THE RECONSTRUCTION OF HIGHWAY ACCIDENTS, which serves a number of purposes (e.g., law enforcement, statistical research, and litigation), has been accomplished to some extent since the early 1970’s by the use of computer programs. Prior to that time, the analytical techniques (i.e., “hand” calculations) that were traditionally applied were predominantly “closed-form” calculations based on piecewise linear solutions of the equations of motion. The accuracy of such calculations varied widely with the level of sophistication of the specific selected relationships and with the subjective interpretations of evidence included in the reconstruction.
In 1970, NHTSA sponsored a research project to develop a computer program that would achieve improved uniformity, as well as improvements in accuracy and detail, in the interpretation of physical evidence in highway accidents. The resulting prototype computer program was the Simulation Model of Automobile Collisions (SMAC, Ref.1).
SMAC is a time-domain mathematical model in which the vehicles are represented by differential equations derived from Newtonian mechanics combined with empirical relationships for some components (e.g., crush properties, tires) that are solved for successive time increments by digital integration.
Each vehicle is limited to the three degrees of freedom associated with plane motion (i.e., 2 translation, 1 rotation). The tire forces are modeled by a non-dimensional side force function and the “friction circle” concept is included for the interaction between side and circumferential tire forces. The collision force simulation is achieved by means of the modeling of each vehicle as a rigid mass surrounded by an isotropic, homogeneous periphery that exhibits elastic plastic behavior.

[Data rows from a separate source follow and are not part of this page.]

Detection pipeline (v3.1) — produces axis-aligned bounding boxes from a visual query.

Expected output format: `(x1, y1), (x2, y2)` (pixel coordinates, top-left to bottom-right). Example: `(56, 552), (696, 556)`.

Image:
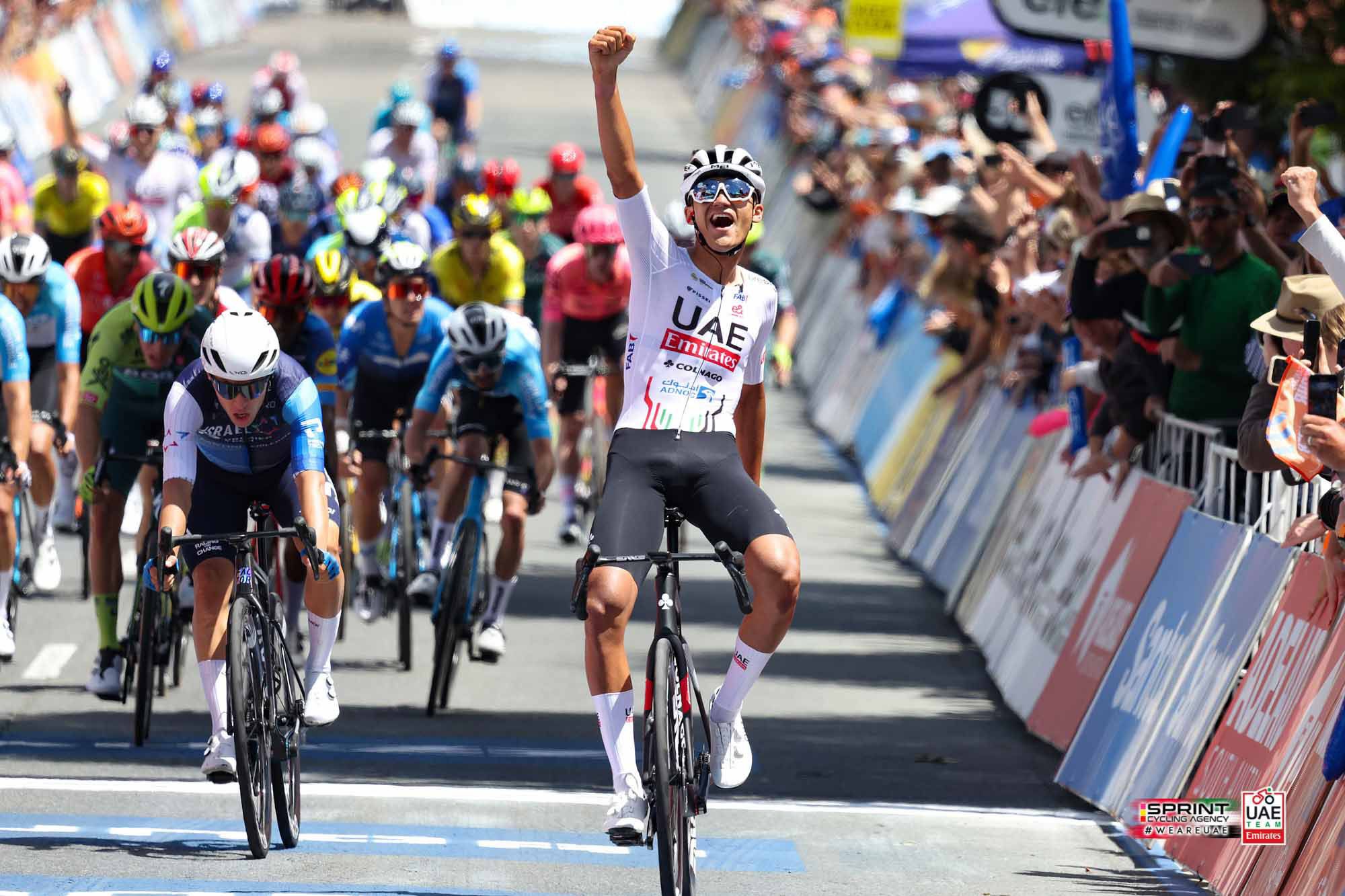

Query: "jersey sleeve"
(416, 339), (457, 414)
(0, 305), (28, 382)
(281, 376), (325, 474)
(47, 265), (83, 364)
(615, 184), (677, 277)
(742, 289), (779, 386)
(514, 343), (551, 438)
(164, 378), (203, 482)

The SMAC computer model is an “open-form” of reconstruction procedure wherein the user specifies the dimensional, inertial, crush and tire properties of the vehicles, the initial speeds, angles and driver-control inputs. The program, through step-wise integration of the equations of motion, produces detailed time-histories of the vehicle trajectories including the collision responses. The user compares the SMAC-predicted trajectories and collision deformations with the physical evidence to determine the degree of correlation. Iterative runs can then be performed, varying initial speeds, heading angles and control inputs until an acceptable match of the physical evidence is achieved.